基本的に相手にこちらの事情を汲み取ってもらいたいという観点においては、どちらも同じような意味で使われます。
これらの例文についても、「どうかよろしくお願いいたします」といったニュアンスを付け加えることで、ビジネス相手はもちろん目上の人にも活用できますよ。
すでに始まってしまったことなどに対して理解してもらいたいときは、ぜひこのような例文を使ってみてください。
「ご承知おきください」と同じ。目上には使えない敬語一覧
目上には使えない敬語① ご了承ください
ビジネスにおいてよく耳にすることも多い「ご了承ください」。
一見、上司など目上の人に使えそうな言葉ですが、実際に目上の人に使用する場合は失礼にあたることもあるので注意してください。
なぜなら、「ご了承ください」には、やや強制的な意味合いが含まれているため。
相手に対して一方的に了承するような言い回しだと、不快に感じる人もいるかもしれません。
目上に使いたい場合は、「お含みおきください」「ご了承くださいますよう、よろしくお願いいたします」「ご了承いただけましたら、幸いです」といった言葉を使うことをおすすめします。
【参考記事】「ご了承ください」の使い方/類語を解説▽
目上には使えない敬語② 了解しました
「了解しました」を目上の人に使用する場合に関しても、やや失礼な表現にあたるので注意が必要です。
ここで使われている「了解」には、「物事の内容もしくは事情を知って、納得や理解をすること」という意味を持っています。
「了解」自体は謙譲語でも尊敬語でもないので、目上の人に使うことはおすすめしません。
もし、目上の人に使用したい場合は、「承知しました」もしくは「かしこまりました」を使用しましょう。
「かしこまりました」は、謙譲語である「畏る」に丁寧語の「ます」を付け加えた言葉。目上の人はもちろんビジネス相手にももちろん使えますよ。
【参考記事】「了解しました」の正しい使い方を例文付きで解説▽
目上には使えない敬語③ ご苦労様です
ねぎらいの言葉として、さまざまな場面で使用される「ご苦労様です」。ご苦労様ですについても、目上の人には失礼にあたるので控えるようにしましょう。

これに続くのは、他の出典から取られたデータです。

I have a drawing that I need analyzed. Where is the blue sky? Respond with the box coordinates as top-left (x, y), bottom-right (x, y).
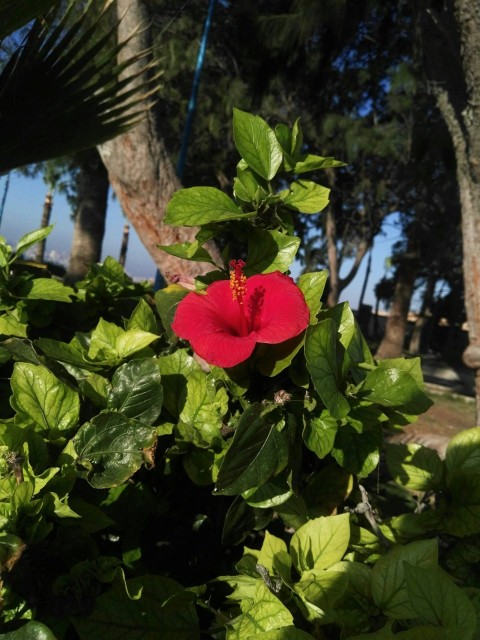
top-left (0, 172), bottom-right (403, 310)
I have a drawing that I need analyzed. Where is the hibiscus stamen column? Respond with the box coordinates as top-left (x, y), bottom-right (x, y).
top-left (229, 259), bottom-right (249, 336)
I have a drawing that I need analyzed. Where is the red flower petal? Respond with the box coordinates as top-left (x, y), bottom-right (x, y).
top-left (190, 331), bottom-right (257, 368)
top-left (171, 269), bottom-right (310, 368)
top-left (245, 272), bottom-right (310, 344)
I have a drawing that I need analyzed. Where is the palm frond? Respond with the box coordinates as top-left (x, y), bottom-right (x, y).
top-left (0, 1), bottom-right (159, 173)
top-left (0, 0), bottom-right (59, 41)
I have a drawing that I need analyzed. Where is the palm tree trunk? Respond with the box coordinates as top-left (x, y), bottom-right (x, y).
top-left (408, 274), bottom-right (436, 354)
top-left (98, 0), bottom-right (221, 279)
top-left (35, 190), bottom-right (54, 263)
top-left (65, 149), bottom-right (109, 284)
top-left (375, 237), bottom-right (419, 360)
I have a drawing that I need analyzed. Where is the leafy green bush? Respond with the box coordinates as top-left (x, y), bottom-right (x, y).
top-left (0, 110), bottom-right (478, 639)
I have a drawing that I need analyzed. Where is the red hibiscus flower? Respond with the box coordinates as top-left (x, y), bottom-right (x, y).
top-left (171, 260), bottom-right (310, 368)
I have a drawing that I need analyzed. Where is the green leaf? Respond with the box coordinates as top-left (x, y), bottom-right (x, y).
top-left (361, 362), bottom-right (433, 414)
top-left (222, 496), bottom-right (273, 545)
top-left (79, 373), bottom-right (109, 408)
top-left (154, 285), bottom-right (190, 341)
top-left (127, 298), bottom-right (158, 334)
top-left (445, 427), bottom-right (480, 480)
top-left (257, 531), bottom-right (289, 574)
top-left (246, 229), bottom-right (300, 274)
top-left (18, 278), bottom-right (75, 302)
top-left (10, 362), bottom-right (79, 437)
top-left (332, 424), bottom-right (381, 477)
top-left (215, 404), bottom-right (288, 495)
top-left (290, 513), bottom-right (350, 573)
top-left (303, 409), bottom-right (338, 459)
top-left (158, 241), bottom-right (215, 264)
top-left (227, 581), bottom-right (293, 638)
top-left (233, 108), bottom-right (284, 180)
top-left (15, 226), bottom-right (54, 257)
top-left (295, 569), bottom-right (348, 620)
top-left (233, 166), bottom-right (269, 204)
top-left (246, 628), bottom-right (314, 640)
top-left (73, 573), bottom-right (199, 640)
top-left (444, 471), bottom-right (480, 537)
top-left (88, 318), bottom-right (158, 362)
top-left (243, 473), bottom-right (293, 509)
top-left (73, 412), bottom-right (157, 489)
top-left (386, 443), bottom-right (443, 491)
top-left (283, 180), bottom-right (330, 213)
top-left (0, 621), bottom-right (58, 639)
top-left (298, 271), bottom-right (328, 323)
top-left (372, 540), bottom-right (438, 619)
top-left (404, 564), bottom-right (477, 637)
top-left (0, 315), bottom-right (28, 338)
top-left (305, 320), bottom-right (350, 419)
top-left (165, 186), bottom-right (246, 226)
top-left (107, 358), bottom-right (163, 425)
top-left (292, 154), bottom-right (346, 174)
top-left (179, 370), bottom-right (228, 447)
top-left (157, 349), bottom-right (200, 417)
top-left (257, 332), bottom-right (305, 377)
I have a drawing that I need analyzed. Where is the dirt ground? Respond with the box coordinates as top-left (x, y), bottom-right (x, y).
top-left (388, 388), bottom-right (477, 457)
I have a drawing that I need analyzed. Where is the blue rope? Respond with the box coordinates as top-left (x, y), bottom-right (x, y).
top-left (154, 0), bottom-right (217, 290)
top-left (176, 0), bottom-right (217, 180)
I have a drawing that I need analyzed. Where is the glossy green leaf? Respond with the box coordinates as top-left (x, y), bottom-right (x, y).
top-left (243, 473), bottom-right (293, 508)
top-left (386, 443), bottom-right (443, 491)
top-left (233, 108), bottom-right (283, 180)
top-left (127, 298), bottom-right (158, 334)
top-left (305, 320), bottom-right (350, 419)
top-left (283, 180), bottom-right (330, 213)
top-left (404, 564), bottom-right (476, 637)
top-left (246, 228), bottom-right (300, 274)
top-left (157, 349), bottom-right (200, 417)
top-left (0, 315), bottom-right (28, 338)
top-left (445, 427), bottom-right (480, 480)
top-left (15, 226), bottom-right (54, 257)
top-left (107, 358), bottom-right (163, 425)
top-left (372, 540), bottom-right (438, 619)
top-left (257, 332), bottom-right (305, 377)
top-left (332, 424), bottom-right (381, 477)
top-left (18, 278), bottom-right (75, 302)
top-left (290, 513), bottom-right (350, 573)
top-left (362, 362), bottom-right (433, 414)
top-left (257, 531), bottom-right (289, 575)
top-left (88, 318), bottom-right (158, 362)
top-left (444, 471), bottom-right (480, 537)
top-left (165, 186), bottom-right (246, 226)
top-left (73, 573), bottom-right (199, 640)
top-left (298, 271), bottom-right (328, 323)
top-left (295, 569), bottom-right (348, 620)
top-left (303, 409), bottom-right (338, 459)
top-left (215, 404), bottom-right (288, 495)
top-left (10, 362), bottom-right (79, 437)
top-left (222, 496), bottom-right (273, 545)
top-left (292, 154), bottom-right (346, 174)
top-left (227, 581), bottom-right (293, 638)
top-left (233, 166), bottom-right (269, 204)
top-left (0, 621), bottom-right (58, 640)
top-left (154, 284), bottom-right (190, 342)
top-left (158, 241), bottom-right (215, 264)
top-left (179, 370), bottom-right (228, 447)
top-left (74, 411), bottom-right (157, 489)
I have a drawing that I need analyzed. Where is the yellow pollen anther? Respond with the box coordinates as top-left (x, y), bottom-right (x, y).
top-left (229, 259), bottom-right (247, 304)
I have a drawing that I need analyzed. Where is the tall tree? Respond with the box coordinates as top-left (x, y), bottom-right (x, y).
top-left (98, 0), bottom-right (222, 279)
top-left (417, 0), bottom-right (480, 418)
top-left (65, 149), bottom-right (110, 284)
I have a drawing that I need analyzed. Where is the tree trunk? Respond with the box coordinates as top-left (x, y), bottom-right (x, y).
top-left (375, 238), bottom-right (419, 360)
top-left (119, 224), bottom-right (130, 267)
top-left (418, 0), bottom-right (480, 418)
top-left (35, 190), bottom-right (54, 263)
top-left (65, 149), bottom-right (109, 284)
top-left (98, 0), bottom-right (221, 280)
top-left (408, 274), bottom-right (436, 354)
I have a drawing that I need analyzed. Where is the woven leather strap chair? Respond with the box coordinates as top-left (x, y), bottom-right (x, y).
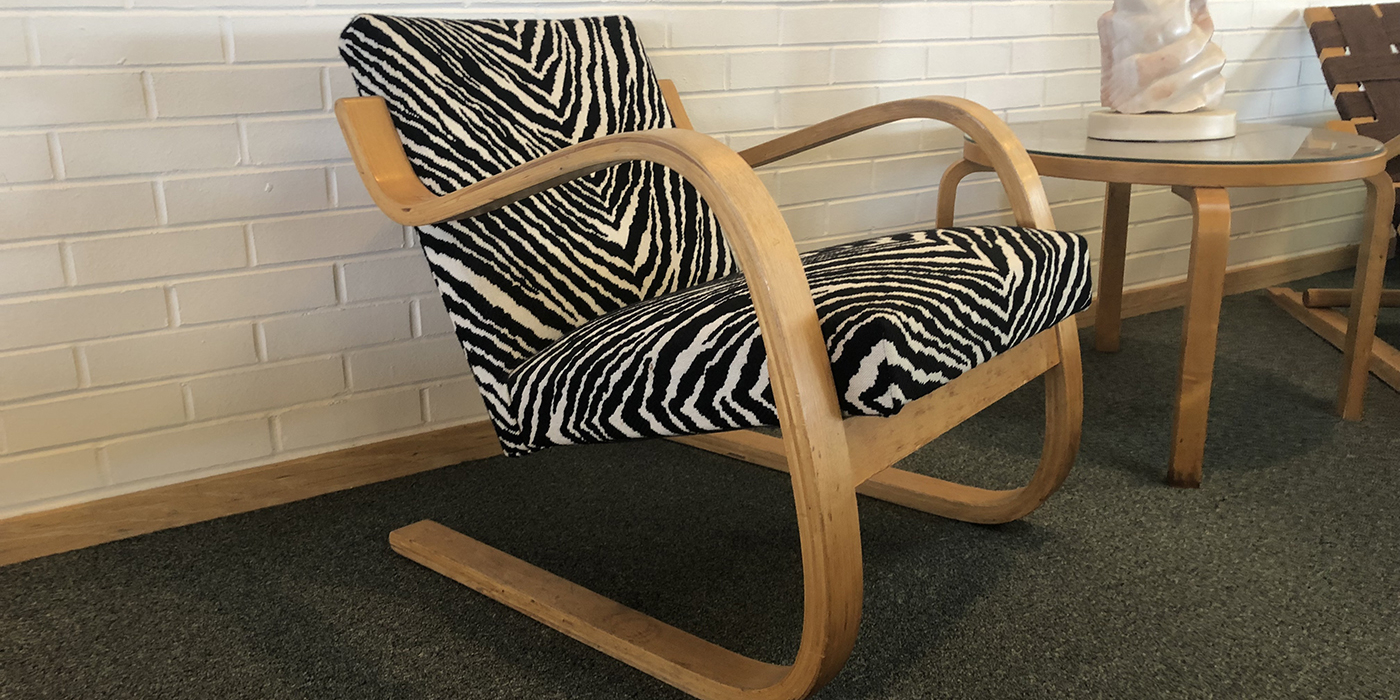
top-left (1268, 5), bottom-right (1400, 409)
top-left (336, 14), bottom-right (1091, 699)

基本的には、目上の人が目下の人に対して労うときに、「ご苦労様です」が使用されます。
社会人になりたての新入社員の人は、上司に「ご苦労様です」と言われてもそのまま「ご苦労様です」と返さないように注意してくださいね。
目上の人にねぎらいの言葉を伝えるときは、「お疲れ様です」と言うことをおすすめします。

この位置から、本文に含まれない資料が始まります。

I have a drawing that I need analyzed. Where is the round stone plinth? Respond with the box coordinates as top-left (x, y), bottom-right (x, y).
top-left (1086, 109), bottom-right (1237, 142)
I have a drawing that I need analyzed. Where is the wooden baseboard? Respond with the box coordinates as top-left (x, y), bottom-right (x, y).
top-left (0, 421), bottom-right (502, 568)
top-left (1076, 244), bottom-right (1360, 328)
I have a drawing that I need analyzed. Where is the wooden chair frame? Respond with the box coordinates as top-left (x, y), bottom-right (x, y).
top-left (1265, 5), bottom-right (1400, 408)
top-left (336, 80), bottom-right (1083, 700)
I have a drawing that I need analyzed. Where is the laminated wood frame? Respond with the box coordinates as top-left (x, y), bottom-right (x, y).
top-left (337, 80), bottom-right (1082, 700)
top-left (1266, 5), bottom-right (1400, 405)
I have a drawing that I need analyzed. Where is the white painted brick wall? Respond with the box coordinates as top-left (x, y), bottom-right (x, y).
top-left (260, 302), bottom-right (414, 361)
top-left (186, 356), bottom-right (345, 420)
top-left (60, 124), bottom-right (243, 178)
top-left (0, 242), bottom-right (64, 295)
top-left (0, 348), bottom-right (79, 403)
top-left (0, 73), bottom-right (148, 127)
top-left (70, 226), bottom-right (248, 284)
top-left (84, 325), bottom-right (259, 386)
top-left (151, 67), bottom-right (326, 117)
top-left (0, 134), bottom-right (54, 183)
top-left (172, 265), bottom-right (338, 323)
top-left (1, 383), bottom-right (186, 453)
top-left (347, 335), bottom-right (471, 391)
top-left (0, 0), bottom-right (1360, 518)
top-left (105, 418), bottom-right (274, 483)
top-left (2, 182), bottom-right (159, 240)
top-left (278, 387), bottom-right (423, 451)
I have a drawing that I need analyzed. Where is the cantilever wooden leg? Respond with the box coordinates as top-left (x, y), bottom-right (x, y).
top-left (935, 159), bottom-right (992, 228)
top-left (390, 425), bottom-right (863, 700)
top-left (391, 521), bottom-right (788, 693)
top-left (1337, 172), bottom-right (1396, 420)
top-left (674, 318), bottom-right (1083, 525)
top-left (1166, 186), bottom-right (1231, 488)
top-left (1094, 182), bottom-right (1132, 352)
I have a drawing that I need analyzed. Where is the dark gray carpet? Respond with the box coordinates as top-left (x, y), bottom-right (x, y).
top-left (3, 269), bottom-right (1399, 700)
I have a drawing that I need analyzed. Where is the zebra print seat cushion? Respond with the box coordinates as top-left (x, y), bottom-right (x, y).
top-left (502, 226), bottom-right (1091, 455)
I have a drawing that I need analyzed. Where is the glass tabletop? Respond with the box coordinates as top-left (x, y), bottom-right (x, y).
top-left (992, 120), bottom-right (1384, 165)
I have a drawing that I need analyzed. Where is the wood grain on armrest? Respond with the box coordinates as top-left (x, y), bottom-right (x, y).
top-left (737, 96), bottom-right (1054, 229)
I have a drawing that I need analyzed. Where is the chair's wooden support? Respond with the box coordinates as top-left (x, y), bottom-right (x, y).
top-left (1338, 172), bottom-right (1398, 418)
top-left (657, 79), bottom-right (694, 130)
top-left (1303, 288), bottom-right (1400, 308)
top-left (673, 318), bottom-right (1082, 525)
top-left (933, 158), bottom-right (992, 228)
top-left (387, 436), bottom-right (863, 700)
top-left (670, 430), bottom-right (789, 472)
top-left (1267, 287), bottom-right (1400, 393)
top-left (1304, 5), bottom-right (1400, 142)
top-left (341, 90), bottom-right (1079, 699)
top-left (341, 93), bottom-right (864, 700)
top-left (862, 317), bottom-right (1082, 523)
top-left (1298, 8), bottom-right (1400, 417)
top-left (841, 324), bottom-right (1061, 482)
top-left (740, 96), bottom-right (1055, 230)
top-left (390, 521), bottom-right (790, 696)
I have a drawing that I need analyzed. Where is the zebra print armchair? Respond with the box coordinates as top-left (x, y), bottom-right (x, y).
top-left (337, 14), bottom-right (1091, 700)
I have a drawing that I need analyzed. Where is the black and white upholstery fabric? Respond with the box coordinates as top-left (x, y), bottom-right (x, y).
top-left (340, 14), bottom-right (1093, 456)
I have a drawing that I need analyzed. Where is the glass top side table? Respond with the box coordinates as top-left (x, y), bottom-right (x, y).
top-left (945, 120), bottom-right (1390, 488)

ちなみにビジネスの相手には基本的には使うことはなく、会社の同僚など職場内の挨拶で使用することも覚えておきましょう。
【参考記事】「ご苦労様です」の意味とは?正しい使い方を解説▽
目上には使えない敬語④ お世話様です
「お世話様です」も、目上の人に言うのは失礼にあたるので注意しなければなりません。
基本的には、お世話になった相手に対して感謝の意味を表現した言葉ではありますが、敬意はどちらかというと軽め。
相手にお世話になっている感謝の気持ちを表したいのであれば、「お世話になっております」と言うようにしましょう。
ちなみに「お世話になっております」は、ビジネスにおけるメールで何度も目にする言葉。
今社会人の人はもちろんのこと、これから社会人になる大学生も、覚えておいて損はありませんよ。基本的には、取引先相手に使うことが多いです。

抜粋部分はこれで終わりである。